Chinese Spending In Macau Hits Record Heights In Q1

Chinese Spending in Macau Hits Record Heights In Q1

Chinese Spending in Macau Hits Record Heights In Q1


In Q1 of this year spending on shopping by 6.3 million Chinese visitors to Macau, and visitors include both overnight and day visitors arriving by all means of transport, broke through the $US 1 billion for the first time.

 

Headline Data

The numbers speak for themselves:

- the spending frenzy of 2023 when a small number of Chinese visitors, and especially overnight visitors, spent shedloads of money across all products, has abated so that
- in this year total shopping spend and spend per capita are sustainably up on 2019
- with the 16% increase over 2019 comfortably ahead of inflation.

Spend per Head

Spend by the Chinese in each of the core product categories has increased this year over 2019 with:

- spend per head on clothing doubling since 2019 and
- on handbags or shoes increasing over 70% and
- although Cosmetics leads in terms of per capita spend
- the increase is the smallest across all categories.

Shanghai Visitors Spend the Most

The biggest spenders by far are from Shanghai province this year, and especially those spending a night or more In Macau:

- spending, for example, some $US143 per head on Jewellery and Watches and
- $US99 on Handbags and Shoes while at the other end of the scale
- day visitors arriving from nearby Guangdong province spent just $6 each on those leather goods.

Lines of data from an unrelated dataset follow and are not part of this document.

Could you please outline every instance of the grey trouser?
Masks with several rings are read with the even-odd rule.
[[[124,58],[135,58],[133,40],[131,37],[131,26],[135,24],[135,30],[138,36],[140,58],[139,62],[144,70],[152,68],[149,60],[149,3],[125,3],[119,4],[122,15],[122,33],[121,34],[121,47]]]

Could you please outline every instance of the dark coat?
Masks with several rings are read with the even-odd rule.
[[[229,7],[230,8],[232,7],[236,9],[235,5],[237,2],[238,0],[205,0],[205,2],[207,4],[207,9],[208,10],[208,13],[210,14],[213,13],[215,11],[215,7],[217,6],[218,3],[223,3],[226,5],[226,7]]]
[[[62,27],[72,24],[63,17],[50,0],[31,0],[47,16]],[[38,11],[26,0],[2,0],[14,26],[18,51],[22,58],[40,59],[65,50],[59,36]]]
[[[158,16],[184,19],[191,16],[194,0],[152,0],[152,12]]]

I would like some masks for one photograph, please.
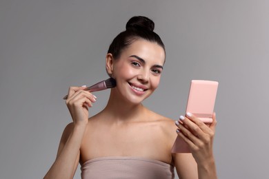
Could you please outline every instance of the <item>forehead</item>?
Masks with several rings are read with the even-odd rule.
[[[146,61],[158,65],[163,65],[166,59],[164,50],[161,46],[157,43],[143,39],[138,39],[132,42],[122,52],[121,56],[126,57],[132,55],[136,55]]]

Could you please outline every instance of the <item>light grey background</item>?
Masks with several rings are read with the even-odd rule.
[[[177,119],[191,79],[218,81],[219,178],[267,178],[268,9],[266,0],[1,0],[1,178],[43,178],[71,121],[61,98],[70,85],[108,77],[108,45],[134,15],[151,18],[166,46],[161,83],[145,105]],[[95,95],[91,114],[108,91]]]

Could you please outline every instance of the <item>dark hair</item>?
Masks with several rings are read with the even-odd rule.
[[[123,49],[138,39],[145,39],[155,42],[163,48],[164,44],[159,36],[153,32],[154,22],[146,17],[133,17],[127,22],[126,30],[119,33],[109,46],[108,53],[111,53],[114,59],[119,58]]]

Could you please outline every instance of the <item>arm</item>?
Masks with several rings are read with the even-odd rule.
[[[73,123],[68,125],[62,135],[57,156],[44,178],[72,178],[79,164],[80,147],[88,121],[88,107],[95,97],[86,87],[69,89],[66,105]]]
[[[85,128],[68,125],[62,135],[57,156],[44,178],[72,178],[79,160],[79,148]]]
[[[191,114],[185,117],[181,116],[180,118],[179,123],[177,124],[179,129],[177,134],[187,143],[193,158],[197,162],[198,176],[193,178],[217,179],[217,171],[212,150],[213,138],[217,124],[215,114],[213,114],[213,122],[209,126],[207,126],[199,118]],[[181,157],[179,156],[183,154],[176,154],[176,160],[177,158],[181,158]],[[185,154],[186,155],[186,154]],[[177,155],[179,156],[177,156]],[[185,160],[185,157],[183,157],[183,162],[180,161],[180,163],[185,165],[188,162],[187,159]],[[176,165],[176,167],[182,167],[182,165],[180,163],[179,166]],[[181,173],[183,172],[183,174],[186,173],[184,171],[181,171]],[[188,173],[186,174],[188,175]],[[183,177],[182,178],[192,178],[186,176],[186,178]]]

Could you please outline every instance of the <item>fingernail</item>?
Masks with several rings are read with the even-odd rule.
[[[185,117],[183,116],[180,116],[179,119],[183,120],[185,119]]]
[[[187,116],[189,117],[191,117],[192,116],[192,114],[190,112],[187,112]]]

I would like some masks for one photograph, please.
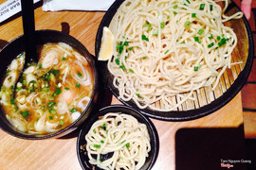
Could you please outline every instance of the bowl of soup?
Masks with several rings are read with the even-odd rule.
[[[35,36],[39,61],[25,70],[23,36],[0,52],[0,127],[24,139],[61,137],[90,115],[98,94],[97,68],[72,36],[55,30],[38,30]]]

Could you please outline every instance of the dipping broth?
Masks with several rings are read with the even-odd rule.
[[[18,80],[25,54],[9,65],[0,92],[7,119],[20,131],[47,134],[76,121],[89,103],[94,87],[87,60],[66,43],[38,47],[38,63],[30,63]]]

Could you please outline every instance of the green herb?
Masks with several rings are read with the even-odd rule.
[[[199,35],[203,35],[205,33],[205,29],[201,28],[199,29],[199,31],[197,32]]]
[[[213,5],[210,5],[210,10],[211,11],[213,9]]]
[[[132,74],[135,73],[133,69],[129,69],[129,72],[131,72]]]
[[[82,77],[82,73],[78,73],[78,76],[79,76],[79,77]]]
[[[157,36],[158,35],[158,30],[154,30],[153,31],[153,36]]]
[[[193,40],[195,42],[197,42],[198,43],[201,43],[201,41],[200,41],[199,37],[193,37]]]
[[[10,102],[10,104],[14,105],[15,104],[15,99],[11,98],[9,102]]]
[[[122,70],[126,70],[126,68],[125,68],[124,65],[120,65],[120,68],[121,68]]]
[[[210,48],[210,47],[212,47],[214,45],[214,42],[211,42],[211,43],[210,43],[209,45],[208,45],[208,48]]]
[[[205,8],[205,4],[200,4],[199,9],[203,10]]]
[[[80,88],[81,84],[80,83],[76,83],[76,87]]]
[[[115,62],[116,62],[118,65],[120,64],[120,60],[119,60],[119,59],[116,59],[116,60],[115,60]]]
[[[70,110],[70,112],[75,112],[77,110],[75,109],[75,108],[72,108],[71,110]]]
[[[144,34],[141,36],[141,39],[146,41],[146,42],[149,42],[149,39]]]
[[[188,27],[188,26],[191,26],[191,24],[192,24],[192,22],[186,21],[185,24],[184,24],[184,26],[185,26],[185,27]]]
[[[64,125],[64,121],[63,120],[60,121],[60,125]]]
[[[213,35],[212,34],[210,34],[210,36],[209,37],[209,40],[211,40],[211,39],[213,39]]]
[[[147,31],[150,31],[152,28],[151,24],[149,22],[146,22],[144,27],[147,27]]]
[[[27,117],[27,115],[28,115],[28,111],[27,110],[24,111],[23,114],[22,114],[23,117]]]
[[[127,144],[125,144],[125,146],[126,146],[127,148],[129,148],[129,147],[130,147],[130,143],[127,143]]]
[[[164,23],[164,22],[160,23],[160,27],[161,27],[162,29],[165,27],[165,23]]]
[[[192,17],[195,18],[196,17],[196,13],[192,13]]]
[[[225,39],[225,38],[222,38],[221,41],[218,42],[218,46],[222,46],[223,44],[227,43],[227,42],[229,41],[229,39]]]
[[[129,47],[129,48],[128,48],[128,50],[129,50],[129,51],[132,51],[132,50],[133,50],[133,48],[134,48],[133,46],[132,46],[132,47]]]
[[[198,67],[198,66],[194,66],[194,67],[193,67],[193,71],[195,71],[195,72],[197,72],[197,71],[198,71],[198,69],[199,69],[199,67]]]
[[[93,144],[95,148],[101,148],[101,144]]]

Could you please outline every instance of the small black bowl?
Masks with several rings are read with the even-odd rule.
[[[47,29],[47,30],[37,30],[35,32],[35,38],[36,38],[36,45],[44,44],[46,42],[64,42],[72,46],[74,49],[76,49],[78,52],[80,52],[82,56],[86,58],[94,72],[94,89],[93,89],[94,92],[91,100],[89,101],[87,108],[82,113],[79,119],[77,119],[73,124],[71,124],[67,128],[54,133],[44,135],[44,134],[27,134],[19,131],[8,121],[2,107],[0,107],[0,128],[7,133],[22,139],[39,140],[52,137],[57,138],[66,135],[75,130],[89,116],[98,96],[98,79],[99,79],[98,72],[95,65],[94,57],[92,57],[90,53],[87,51],[87,49],[77,39],[73,38],[72,36],[60,31]],[[19,54],[25,51],[23,42],[24,37],[20,36],[15,40],[11,41],[1,50],[0,82],[3,82],[5,73],[7,71],[8,66],[10,64],[11,60],[14,60]]]
[[[87,119],[84,122],[84,125],[80,130],[77,140],[77,155],[79,162],[82,169],[101,169],[98,166],[89,163],[89,159],[86,155],[86,149],[84,147],[84,145],[86,144],[85,135],[90,130],[91,126],[99,119],[99,116],[102,116],[108,112],[122,112],[130,114],[137,118],[138,122],[143,123],[147,126],[151,140],[151,151],[149,153],[149,157],[147,157],[146,159],[145,164],[141,167],[141,169],[151,169],[156,161],[159,151],[159,139],[157,131],[154,124],[149,120],[149,118],[141,114],[137,110],[134,110],[133,108],[124,105],[111,105],[102,108],[98,112],[96,112],[91,119]]]

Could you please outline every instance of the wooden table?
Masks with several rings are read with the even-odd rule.
[[[69,34],[95,54],[95,37],[103,15],[104,12],[44,12],[39,4],[35,9],[35,27],[55,30],[64,27],[67,31],[69,26]],[[22,34],[20,14],[0,24],[0,48]],[[119,102],[113,97],[112,104]],[[219,169],[224,160],[245,159],[241,94],[204,118],[188,122],[151,120],[160,142],[153,169]],[[0,130],[0,169],[81,169],[76,135],[74,132],[65,138],[27,141]]]

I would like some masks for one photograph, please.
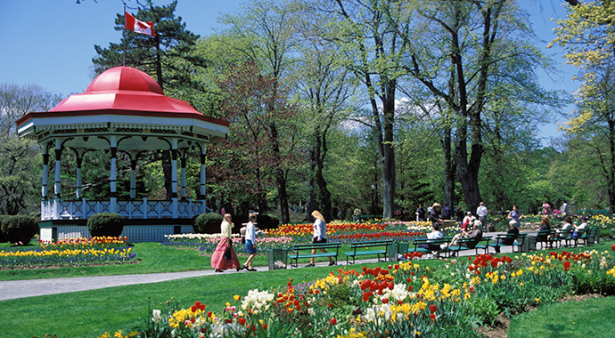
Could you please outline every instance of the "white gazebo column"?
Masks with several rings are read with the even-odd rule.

Luxury Travellers Drive the Spend

With China mainland April guests at Macau’s luxury 5 star hotels an impressive 8% points ahead of their April 2019 levels the Travel Retail shopping outlook for the remainder of the year looks promising:

- within this Chinese visitor mix luxury travellers from Shanghai in particular look set to rise in the short term
- airline seat capacities from both Shanghai airports are showing a 23% uplift between June and August with
- further positive movements showing at Tier 2 airports in both Jiangsu and Zhejiang provinces
- visitors from both of which showed good levels of shopping spend in the first quarter.

This increase in both stays by mainland Chinese visitors at luxury hotels and retail spend levels is in contrast to a decline in luxury foreign visitors.  

While Chinese visitors dominated the luxury hotel market with some 70% of guests arriving from the mainland at the same time guests from South Korea dropped off by 40% points in the first quarter of this year compared with pre-pandemic 2019.

All data provided from Air4casts' ChinaDomestic and Luxury Shopper modules.